Mois après mois, l'agence de presse sud-coréenne Yonhap rend désormais compte des statistiques relatives au nombre de naissances et à l'indice synthétique de fécondité (ISF) - en chute continue, faisant de la République de Corée un des pays où l'ISF est parmi les plus bas au monde (seuls Singapour, Macao, Taïwan et Hong Kong affichent des niveaux d'ISF plus bas). L'attention des médias sur la dénatalité traduit ce qui est désormais une préoccupation publique majeure, exigeant davantage que des politiques de subventions publiques pour changer les comportements dans une société restée fondamentalement machiste.

L'inquiétant effondrement de la natalité en Corée du Sud

En 2017, selon les statistiques nationales 357 800 bébés sont nés en Corée du Sud - soit une très forte baisse (de 48 500 naissances, soit 11,9 %) par rapport à 2016, et la plus importante depuis 2002, faisant passer le nombre de naissances annuelles sous le seuil de 400 000. L'indice synthétique de fécondité (c'est-à-dire le nombre d'enfants par femme) s'est élevé à 1,05 (contre 1,25 en 2015 et 1,17 en 2016), très en-dessous du seuil de 2,05 à 2,10 pour assurer le renouvellement des générations.

Toujours en 2017, les femmes étaient âgées en moyenne de 32,6 ans lors de la naissance de la premier enfant (contre 32,4 ans en 2016).

Cette tendance s'est poursuivie, à peine ralentie, au cours des six premiers mois de l'année 2018, avec une diminution du nombre de naissance de 8,8 % par rapport au premier semestre de l'année 2017. L'ISF devrait ainsi passer sous la barre des 1 en 2018, soit un niveau qui n'était traditionnellement observé qu'en période de guerre ou de famine.

Pour enrayer cette évolution le gouvernement a mis en place des politiques de primes à la naissance (un peu plus de 7 milliards d'euros par an depuis 2006), dont l'efficacité est mise en cause face à la pesanteur des comportements sociaux : il est fréquent que les femmes qui travaillent soient mises à la porte quand elles demandent un congé maternité.

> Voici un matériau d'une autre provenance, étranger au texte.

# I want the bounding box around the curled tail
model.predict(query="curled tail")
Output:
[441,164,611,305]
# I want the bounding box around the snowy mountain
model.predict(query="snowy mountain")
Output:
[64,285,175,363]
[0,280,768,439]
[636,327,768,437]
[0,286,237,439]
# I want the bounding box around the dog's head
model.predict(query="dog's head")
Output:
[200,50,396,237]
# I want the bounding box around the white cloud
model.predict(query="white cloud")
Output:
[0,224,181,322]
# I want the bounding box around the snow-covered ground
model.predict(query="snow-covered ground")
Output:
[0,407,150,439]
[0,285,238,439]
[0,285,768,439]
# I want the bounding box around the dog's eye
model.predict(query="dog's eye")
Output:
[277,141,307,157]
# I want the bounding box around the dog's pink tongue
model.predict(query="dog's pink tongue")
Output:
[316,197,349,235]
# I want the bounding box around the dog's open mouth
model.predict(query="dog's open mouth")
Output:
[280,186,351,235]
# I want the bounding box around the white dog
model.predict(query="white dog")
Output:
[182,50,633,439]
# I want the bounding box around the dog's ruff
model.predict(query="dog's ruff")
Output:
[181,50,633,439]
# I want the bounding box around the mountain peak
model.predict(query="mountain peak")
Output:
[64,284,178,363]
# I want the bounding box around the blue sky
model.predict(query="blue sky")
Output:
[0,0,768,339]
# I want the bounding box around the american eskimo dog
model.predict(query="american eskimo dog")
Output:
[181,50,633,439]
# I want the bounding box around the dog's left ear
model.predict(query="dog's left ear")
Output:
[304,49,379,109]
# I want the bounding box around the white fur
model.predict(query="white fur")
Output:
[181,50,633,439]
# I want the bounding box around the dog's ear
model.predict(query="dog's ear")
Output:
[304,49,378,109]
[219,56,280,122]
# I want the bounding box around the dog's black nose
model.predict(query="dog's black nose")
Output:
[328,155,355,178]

Dans une société fortement patriarcale qui manquent de structures d'accueil pour la petite enfance, où les tâches domestiques restent assumées à près de 80 % par les femmes et où le coût de l'éducation scolaire est parmi les plus élevés de l'OCDE, des faits divers dramatiques ont souligné que la dénatalité n'était pas seulement une question de moindre compétitivité économique et de charges sociales accrues pour l'ensemble de la société : la mort d'épuisement d'une mère de trois enfants âgée de 34 ans, qui avait réussi un difficile concours d'entrée dans la fonction publique, avait choqué. A son retour de congé maternité, elle avait multiplié les journées de travail de 12 heures, week-end compris - elle était retournée travailler le dimanche à 5 heures du matin.

Beaucoup de femmes sud-coréennes ont fait un choix radical : pas de mariage, pas de vie de couple, pas d'enfants - et embrasser une carrière professionnelle plutôt que d'être des machines à faire des enfants.